Futurism on Wheels, and Other News

July 1, 2014 | by

soviet concept car

The Torpedo-GAZ, from 1951—a Soviet concept car with a tubular duraluminum skeleton. Via io9.

  • The nineteenth century “had its own explosion of media … Much as with today’s web, people complained there was too much to read … The solution to overload? For tens of thousands of Americans, it was the scrapbook.”
  • Authors turn to pseudonyms for a number of reasons—some strange, some prosaic, some almost metaphysical. In Sarah Hall’s case, the problem was another Sarah Hall: “I could never be published as me. Someone had got there first … my agent reminded me, gently: ‘I really don’t think you can be Sarah Hall.’”
  • An interview with Jeff Sharlet, whose new book looks at religion in America: “In nine out of ten cases ‘spirituality’ is a con—not a con by the person invoking it, but a con on that person. It offers the illusion of individual choice, as if our beliefs, or our rejection of belief, could be formed in some pure Ayn Randian void … We’re caught up in a great, complicated web of belief and ritual and custom.
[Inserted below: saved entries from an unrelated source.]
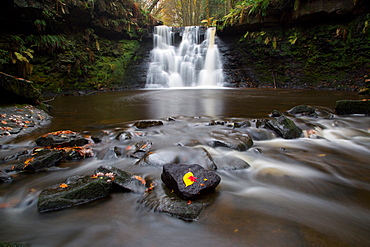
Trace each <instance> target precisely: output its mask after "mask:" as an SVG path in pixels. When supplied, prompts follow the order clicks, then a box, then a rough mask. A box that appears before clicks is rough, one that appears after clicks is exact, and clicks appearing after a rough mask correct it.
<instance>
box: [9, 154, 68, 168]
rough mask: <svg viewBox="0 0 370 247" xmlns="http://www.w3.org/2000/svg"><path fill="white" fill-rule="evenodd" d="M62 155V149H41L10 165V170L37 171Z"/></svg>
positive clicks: (53, 162)
mask: <svg viewBox="0 0 370 247" xmlns="http://www.w3.org/2000/svg"><path fill="white" fill-rule="evenodd" d="M63 157H64V151H62V150H56V149H42V150H40V151H38V152H36V153H35V154H33V156H32V157H31V158H29V159H27V160H25V161H23V162H22V163H20V164H18V165H15V166H12V167H11V168H10V169H9V170H10V171H25V172H38V171H44V170H46V169H47V168H50V167H52V166H54V165H55V164H56V163H58V162H59V161H60V160H61V159H62V158H63Z"/></svg>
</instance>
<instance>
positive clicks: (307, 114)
mask: <svg viewBox="0 0 370 247" xmlns="http://www.w3.org/2000/svg"><path fill="white" fill-rule="evenodd" d="M288 112H289V113H290V114H293V115H297V114H300V115H304V116H310V117H317V115H316V114H315V112H316V109H315V108H313V107H312V106H308V105H299V106H295V107H293V108H292V109H290V110H289V111H288Z"/></svg>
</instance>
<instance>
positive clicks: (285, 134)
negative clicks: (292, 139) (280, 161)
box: [266, 115, 303, 139]
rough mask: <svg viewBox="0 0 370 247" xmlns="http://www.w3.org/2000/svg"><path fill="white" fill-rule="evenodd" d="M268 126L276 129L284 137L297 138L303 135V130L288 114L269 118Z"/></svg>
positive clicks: (276, 131) (292, 138) (272, 128)
mask: <svg viewBox="0 0 370 247" xmlns="http://www.w3.org/2000/svg"><path fill="white" fill-rule="evenodd" d="M266 127H267V128H269V129H271V130H273V131H275V132H276V133H277V134H278V135H279V136H281V137H282V138H284V139H295V138H299V137H301V135H302V133H303V132H302V130H301V129H300V128H299V127H298V126H297V125H295V123H294V122H293V121H292V120H290V119H289V118H287V117H286V116H284V115H283V116H280V117H279V118H277V119H273V120H269V121H268V122H267V123H266Z"/></svg>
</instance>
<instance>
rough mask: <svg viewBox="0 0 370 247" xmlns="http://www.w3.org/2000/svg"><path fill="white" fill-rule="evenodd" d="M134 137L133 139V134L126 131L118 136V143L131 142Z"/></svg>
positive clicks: (123, 132)
mask: <svg viewBox="0 0 370 247" xmlns="http://www.w3.org/2000/svg"><path fill="white" fill-rule="evenodd" d="M132 137H133V135H132V133H130V132H127V131H124V132H121V133H119V134H118V135H117V136H116V140H118V141H125V140H131V139H132Z"/></svg>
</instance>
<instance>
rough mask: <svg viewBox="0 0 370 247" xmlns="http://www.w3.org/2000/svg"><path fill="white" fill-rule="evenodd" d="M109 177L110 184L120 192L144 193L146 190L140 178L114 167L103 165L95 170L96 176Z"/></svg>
mask: <svg viewBox="0 0 370 247" xmlns="http://www.w3.org/2000/svg"><path fill="white" fill-rule="evenodd" d="M100 173H102V174H104V175H105V176H107V175H111V178H112V184H113V185H116V187H119V188H120V189H121V190H122V189H123V190H125V191H132V192H134V193H144V192H145V190H146V187H145V185H146V181H145V180H144V179H143V178H141V177H140V176H135V175H133V174H131V173H129V172H126V171H122V170H120V169H118V168H116V167H113V166H109V165H103V166H100V167H99V168H98V169H96V170H95V175H96V174H100Z"/></svg>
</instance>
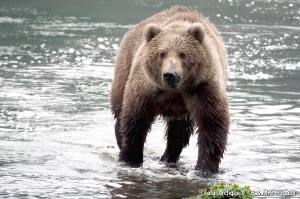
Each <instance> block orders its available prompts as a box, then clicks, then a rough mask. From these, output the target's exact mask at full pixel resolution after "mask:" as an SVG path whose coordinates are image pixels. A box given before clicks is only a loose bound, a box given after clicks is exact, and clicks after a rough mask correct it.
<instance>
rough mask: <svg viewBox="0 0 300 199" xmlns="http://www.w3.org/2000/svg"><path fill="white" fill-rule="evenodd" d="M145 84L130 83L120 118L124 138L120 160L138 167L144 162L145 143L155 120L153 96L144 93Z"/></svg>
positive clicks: (124, 101)
mask: <svg viewBox="0 0 300 199" xmlns="http://www.w3.org/2000/svg"><path fill="white" fill-rule="evenodd" d="M133 80H135V79H133ZM143 82H144V83H145V81H141V83H137V82H134V81H133V82H128V85H127V86H126V89H125V95H124V101H123V106H122V112H121V117H120V118H119V119H120V127H121V129H120V130H121V137H122V147H121V151H120V154H119V160H120V161H123V162H126V163H128V164H130V165H136V166H139V165H141V164H142V162H143V150H144V143H145V141H146V136H147V133H148V131H149V130H150V126H151V124H152V122H153V121H154V118H155V112H154V109H153V106H152V101H153V100H152V96H153V95H152V93H151V92H145V91H144V89H145V88H147V85H143ZM148 87H149V86H148ZM143 91H144V92H143Z"/></svg>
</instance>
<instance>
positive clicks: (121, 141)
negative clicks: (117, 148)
mask: <svg viewBox="0 0 300 199" xmlns="http://www.w3.org/2000/svg"><path fill="white" fill-rule="evenodd" d="M121 134H122V132H121V126H120V121H119V119H117V121H116V123H115V135H116V140H117V144H118V147H119V149H122V135H121Z"/></svg>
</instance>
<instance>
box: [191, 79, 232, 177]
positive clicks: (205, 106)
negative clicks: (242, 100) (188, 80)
mask: <svg viewBox="0 0 300 199" xmlns="http://www.w3.org/2000/svg"><path fill="white" fill-rule="evenodd" d="M195 91H196V92H195V93H189V97H187V98H186V99H187V103H186V104H187V106H188V109H189V111H190V112H191V115H192V117H193V119H194V121H195V122H196V123H197V125H198V126H199V130H198V161H197V164H196V167H195V169H197V170H201V171H202V172H205V175H206V176H210V175H211V174H215V173H217V172H218V170H219V164H220V161H221V158H222V157H223V153H224V151H225V149H226V144H227V135H228V132H229V124H230V115H229V104H228V100H227V96H226V93H225V89H224V90H222V89H221V88H219V87H218V86H217V85H209V84H202V85H199V86H198V87H197V88H196V89H195Z"/></svg>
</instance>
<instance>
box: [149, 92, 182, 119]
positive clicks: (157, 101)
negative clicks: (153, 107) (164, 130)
mask: <svg viewBox="0 0 300 199" xmlns="http://www.w3.org/2000/svg"><path fill="white" fill-rule="evenodd" d="M154 107H155V110H156V113H157V115H162V116H163V117H177V118H179V117H186V115H187V110H186V106H185V103H184V100H183V97H182V95H181V94H179V93H165V92H163V93H159V94H158V95H157V96H156V98H155V100H154Z"/></svg>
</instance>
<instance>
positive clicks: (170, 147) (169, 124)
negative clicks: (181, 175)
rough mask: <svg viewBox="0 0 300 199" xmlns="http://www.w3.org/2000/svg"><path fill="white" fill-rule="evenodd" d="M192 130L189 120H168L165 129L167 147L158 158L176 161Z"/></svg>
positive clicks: (186, 144) (166, 161) (189, 136)
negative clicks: (163, 153) (162, 154)
mask: <svg viewBox="0 0 300 199" xmlns="http://www.w3.org/2000/svg"><path fill="white" fill-rule="evenodd" d="M192 132H193V126H192V122H191V121H190V120H179V119H173V120H169V121H168V123H167V131H166V137H167V147H166V150H165V152H164V154H163V156H162V157H161V159H160V160H161V161H163V162H167V163H171V162H173V163H176V162H177V160H178V158H179V155H180V153H181V151H182V149H183V148H184V147H186V146H187V145H188V144H189V140H190V136H191V134H192Z"/></svg>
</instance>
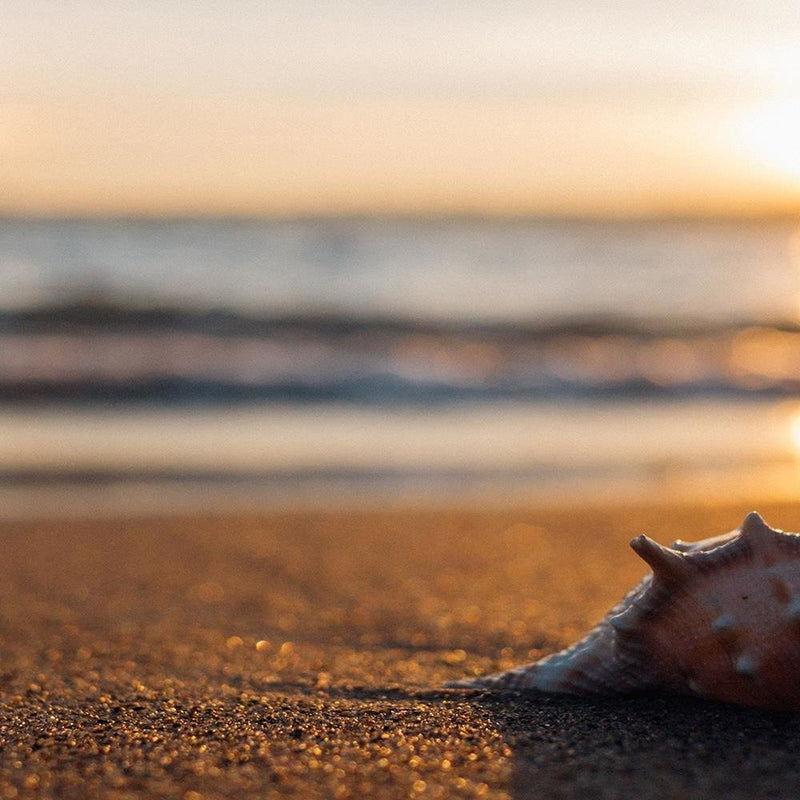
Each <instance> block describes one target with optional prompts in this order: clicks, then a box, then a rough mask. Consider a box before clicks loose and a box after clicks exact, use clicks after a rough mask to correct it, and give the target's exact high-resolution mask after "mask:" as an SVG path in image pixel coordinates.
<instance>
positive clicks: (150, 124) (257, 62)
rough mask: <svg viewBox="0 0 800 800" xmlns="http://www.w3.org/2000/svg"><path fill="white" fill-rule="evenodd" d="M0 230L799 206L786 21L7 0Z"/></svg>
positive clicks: (606, 4) (751, 11)
mask: <svg viewBox="0 0 800 800" xmlns="http://www.w3.org/2000/svg"><path fill="white" fill-rule="evenodd" d="M0 44H1V45H2V46H1V47H0V166H1V167H2V181H0V213H11V214H91V215H98V214H107V213H112V214H119V213H122V214H130V213H133V214H163V213H167V214H217V213H224V214H273V215H294V214H317V213H322V214H337V213H394V212H399V213H462V212H468V213H501V214H502V213H513V214H519V213H534V214H564V213H565V214H599V215H625V216H627V215H635V216H640V215H650V214H661V213H666V214H675V213H677V214H684V213H742V212H743V213H759V212H775V211H778V212H780V211H796V210H798V209H800V14H798V9H797V5H796V4H794V3H783V2H777V0H762V2H758V3H756V2H733V1H731V2H725V3H704V4H700V3H689V2H672V3H662V4H649V3H642V2H641V1H640V0H636V2H627V1H624V2H615V3H603V2H597V0H544V1H543V2H532V1H531V0H524V2H523V1H520V2H517V0H500V1H499V2H496V3H486V2H485V0H442V2H438V3H430V2H427V1H426V2H423V1H422V0H405V2H402V3H400V2H389V1H388V0H370V1H369V2H367V1H366V0H362V1H361V2H358V1H357V0H313V1H312V0H238V1H237V2H233V3H227V4H223V3H211V2H202V1H201V0H158V1H156V0H136V1H135V2H134V1H133V0H131V2H123V0H108V2H103V3H97V2H94V1H93V0H25V2H22V0H8V1H7V2H4V3H3V30H2V32H0Z"/></svg>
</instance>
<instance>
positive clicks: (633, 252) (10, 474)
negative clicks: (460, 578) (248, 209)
mask: <svg viewBox="0 0 800 800" xmlns="http://www.w3.org/2000/svg"><path fill="white" fill-rule="evenodd" d="M0 404H2V405H1V406H0V407H1V408H2V413H1V414H0V501H4V502H5V508H7V509H16V510H17V511H19V512H20V513H21V512H22V511H24V510H25V509H30V507H31V503H32V502H33V503H34V506H35V507H36V508H49V507H50V506H48V505H47V503H44V504H43V505H42V504H40V502H39V500H38V499H36V500H34V501H32V499H31V498H42V497H50V498H56V499H55V500H53V508H56V507H58V508H61V507H62V506H63V504H64V503H68V499H69V498H77V497H84V498H93V499H91V503H90V505H91V504H94V505H91V507H92V508H95V507H96V508H102V507H106V506H108V507H115V508H116V507H119V506H120V505H123V506H124V505H125V503H130V504H132V505H133V506H134V507H136V508H139V507H141V503H144V502H147V501H148V500H149V501H151V502H152V501H154V500H157V499H158V498H161V502H162V505H165V506H168V507H173V508H181V509H182V508H187V507H196V506H197V505H198V504H199V505H213V503H212V498H215V502H221V500H220V498H227V501H226V502H230V503H234V504H237V503H238V504H245V505H252V506H260V505H261V504H265V505H270V504H281V503H284V504H289V505H291V504H292V503H300V502H304V503H308V502H320V503H330V502H332V501H341V502H364V501H365V500H369V499H372V500H375V499H377V500H378V501H380V502H384V501H385V500H386V498H390V499H395V500H398V501H401V502H415V501H427V502H443V501H447V500H453V501H463V500H464V499H465V498H474V499H476V500H477V501H480V499H481V498H484V497H492V498H495V499H498V498H506V499H509V498H513V499H516V500H519V499H524V498H547V497H557V496H559V495H560V494H563V493H565V492H570V493H572V494H576V493H577V494H579V495H580V494H581V493H584V494H586V495H587V496H588V494H592V495H593V496H596V495H597V494H601V495H602V494H604V493H606V492H609V491H612V490H618V489H619V488H620V487H621V486H622V487H627V489H628V490H631V491H634V492H639V493H650V494H653V493H657V492H663V491H667V490H669V489H670V487H671V488H672V489H675V490H677V491H686V490H687V489H692V490H693V491H695V492H697V493H700V494H702V493H708V494H709V495H710V494H712V493H714V492H726V491H730V490H731V487H732V486H746V485H747V481H748V480H753V479H754V477H755V476H757V475H758V476H760V477H759V478H758V480H761V481H763V480H769V481H771V484H770V485H773V484H774V486H775V487H776V491H778V490H779V488H778V487H780V491H781V492H787V493H792V492H795V491H797V490H798V489H799V488H800V483H799V482H798V467H797V458H798V449H799V448H800V224H795V223H793V222H791V221H677V220H675V221H672V220H670V221H646V222H643V221H637V222H632V221H630V222H599V221H582V220H494V219H480V218H459V219H452V220H450V219H445V220H439V219H437V220H432V219H430V220H429V219H341V220H313V219H309V220H268V221H265V220H91V221H78V220H17V219H14V220H3V221H0ZM759 488H762V489H763V486H760V487H759ZM65 498H66V499H65ZM88 502H89V501H88V500H87V501H86V502H84V503H83V505H82V506H81V508H83V509H84V510H86V508H88V507H89V506H87V505H86V503H88ZM59 503H61V504H62V505H58V504H59ZM104 504H105V505H104ZM15 513H16V512H15Z"/></svg>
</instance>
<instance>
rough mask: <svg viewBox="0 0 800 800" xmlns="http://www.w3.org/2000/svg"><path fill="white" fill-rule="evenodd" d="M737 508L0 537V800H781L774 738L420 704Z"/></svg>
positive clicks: (22, 533) (625, 702)
mask: <svg viewBox="0 0 800 800" xmlns="http://www.w3.org/2000/svg"><path fill="white" fill-rule="evenodd" d="M747 510H748V507H747V506H744V505H737V504H730V505H729V506H715V507H711V508H702V509H699V508H693V507H689V506H686V507H680V506H678V507H676V506H672V507H668V506H666V505H660V506H659V505H653V506H637V507H634V508H633V509H631V508H628V509H622V508H611V507H608V508H596V509H582V510H576V509H575V508H562V509H555V508H551V509H543V508H541V509H518V510H506V511H502V512H499V511H498V512H490V511H484V512H475V511H468V510H464V511H461V512H453V511H447V512H444V511H440V512H437V511H430V512H422V511H415V512H406V513H403V512H388V511H387V512H380V513H376V512H366V511H365V512H361V513H345V512H343V511H339V512H329V513H323V512H313V513H312V512H305V513H302V512H297V513H292V514H278V513H273V514H269V515H262V516H247V517H245V516H224V517H197V518H182V519H167V518H162V519H156V518H152V519H146V518H142V519H138V520H133V519H127V520H117V521H108V520H106V521H94V522H77V521H69V522H66V521H63V520H61V521H57V520H55V521H52V522H27V523H22V522H20V523H3V526H2V529H3V542H4V548H3V557H2V559H0V648H1V650H0V652H1V653H2V660H1V661H0V701H1V702H2V705H1V707H0V798H14V797H27V796H37V797H59V798H72V797H75V798H77V797H87V796H91V797H98V798H139V797H142V798H144V797H148V798H181V800H200V798H222V797H225V798H251V797H252V798H255V797H259V798H262V797H272V796H276V797H277V796H281V797H283V796H294V797H302V798H307V797H308V798H314V797H332V798H348V797H379V798H383V797H386V798H395V797H398V798H399V797H404V798H408V797H486V798H492V797H495V798H496V797H517V798H630V797H641V798H656V797H657V798H669V797H675V798H686V797H697V798H710V797H725V798H745V797H746V798H751V797H760V798H782V797H787V798H788V797H796V796H797V792H798V790H799V789H800V763H798V758H797V753H798V752H800V717H798V716H793V715H788V714H780V713H774V712H772V713H768V712H761V711H754V710H748V709H742V708H737V707H732V706H725V705H720V704H712V703H705V702H700V701H692V700H687V699H678V698H670V697H660V696H650V697H638V698H623V699H593V700H586V699H579V698H566V697H558V696H545V695H540V694H532V695H530V696H520V695H514V694H485V693H477V692H471V693H470V692H463V691H454V690H443V689H441V688H439V687H440V686H441V685H442V683H443V682H445V681H447V680H451V679H454V678H458V677H462V676H465V675H469V674H476V673H478V672H484V671H488V670H496V669H498V668H504V667H507V666H510V665H512V664H514V663H521V662H525V661H528V660H531V659H534V658H537V657H539V656H540V655H543V654H545V653H547V652H551V651H553V650H554V649H557V648H559V647H560V646H562V645H564V644H567V643H568V642H570V641H571V640H573V639H574V638H575V637H577V636H578V635H579V634H581V633H582V632H584V630H586V629H587V628H588V627H589V626H590V625H591V624H592V623H593V622H594V621H595V620H596V619H597V618H598V617H600V616H602V615H603V613H604V612H605V611H606V610H607V608H608V607H610V605H611V604H612V603H613V602H615V601H616V600H617V599H618V598H619V597H620V596H621V594H622V593H623V592H624V591H626V590H627V589H628V588H630V587H631V586H632V585H633V584H634V583H635V582H636V581H637V580H638V578H639V577H640V576H641V575H642V574H643V573H644V571H645V568H644V566H643V565H642V564H641V562H639V561H638V560H637V559H636V557H635V556H634V555H633V554H632V553H631V552H630V551H629V550H628V547H627V542H628V540H629V539H630V538H631V537H632V536H633V535H634V534H636V533H639V532H642V531H647V532H649V533H651V535H653V536H654V537H655V538H657V539H659V540H660V541H664V542H668V541H670V540H671V539H673V538H675V537H678V536H682V537H684V538H696V534H697V535H700V536H702V535H707V534H711V533H718V532H721V531H724V530H727V529H730V528H732V527H734V526H735V525H736V524H737V523H738V522H739V521H740V519H741V517H742V516H743V515H744V513H745V512H746V511H747ZM761 510H762V511H763V513H764V514H765V515H766V517H767V519H768V520H769V521H770V522H772V523H773V524H775V525H778V526H780V527H784V528H786V529H795V530H798V529H800V505H784V506H782V507H775V506H764V507H763V508H762V509H761Z"/></svg>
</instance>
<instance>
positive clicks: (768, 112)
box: [734, 94, 800, 185]
mask: <svg viewBox="0 0 800 800" xmlns="http://www.w3.org/2000/svg"><path fill="white" fill-rule="evenodd" d="M734 135H735V137H736V139H737V141H738V143H739V145H740V147H741V148H742V150H744V152H746V153H747V154H749V155H750V157H752V158H754V159H755V160H757V161H758V162H760V163H761V164H762V165H764V166H765V167H767V168H768V169H769V170H770V171H771V172H774V173H777V174H778V175H779V176H781V177H783V178H788V179H790V180H795V179H796V180H797V181H798V185H800V94H798V95H792V96H788V97H781V98H779V99H776V100H773V101H772V102H769V103H767V104H765V105H760V106H757V107H756V108H753V109H751V110H749V111H748V112H747V113H746V114H745V116H744V118H743V119H741V120H740V121H739V122H738V123H737V125H736V133H735V134H734Z"/></svg>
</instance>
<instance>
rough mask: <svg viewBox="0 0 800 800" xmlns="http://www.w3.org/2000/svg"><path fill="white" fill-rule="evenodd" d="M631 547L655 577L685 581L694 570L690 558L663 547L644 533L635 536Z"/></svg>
mask: <svg viewBox="0 0 800 800" xmlns="http://www.w3.org/2000/svg"><path fill="white" fill-rule="evenodd" d="M631 547H632V548H633V551H634V552H635V553H636V555H638V556H639V557H640V558H641V559H642V560H643V561H645V562H646V563H647V564H648V565H649V566H650V569H652V570H653V575H654V576H655V578H657V579H661V580H668V581H685V580H688V579H689V578H690V577H691V575H692V573H693V572H694V568H693V565H692V563H691V561H690V559H689V558H687V557H686V556H685V555H684V554H683V553H679V552H678V551H676V550H672V549H670V548H669V547H664V545H662V544H659V543H658V542H654V541H653V540H652V539H650V538H649V537H647V536H645V535H644V534H642V535H641V536H637V537H636V538H635V539H634V540H633V541H632V542H631Z"/></svg>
That’s what I’m interested in, not the delusion that I’m some kind of island.”
  • “It felt like the water was rising and lapping just under my nose … I really began to wonder whether my career was over.” Classical musicians contend with stage fright.
  • Soviet concept cars from the fifties and sixties show what might have been, had futurism held its grip on the national imagination—these sleek, modular vehicles are a striking counterpoint to the American cars of the era.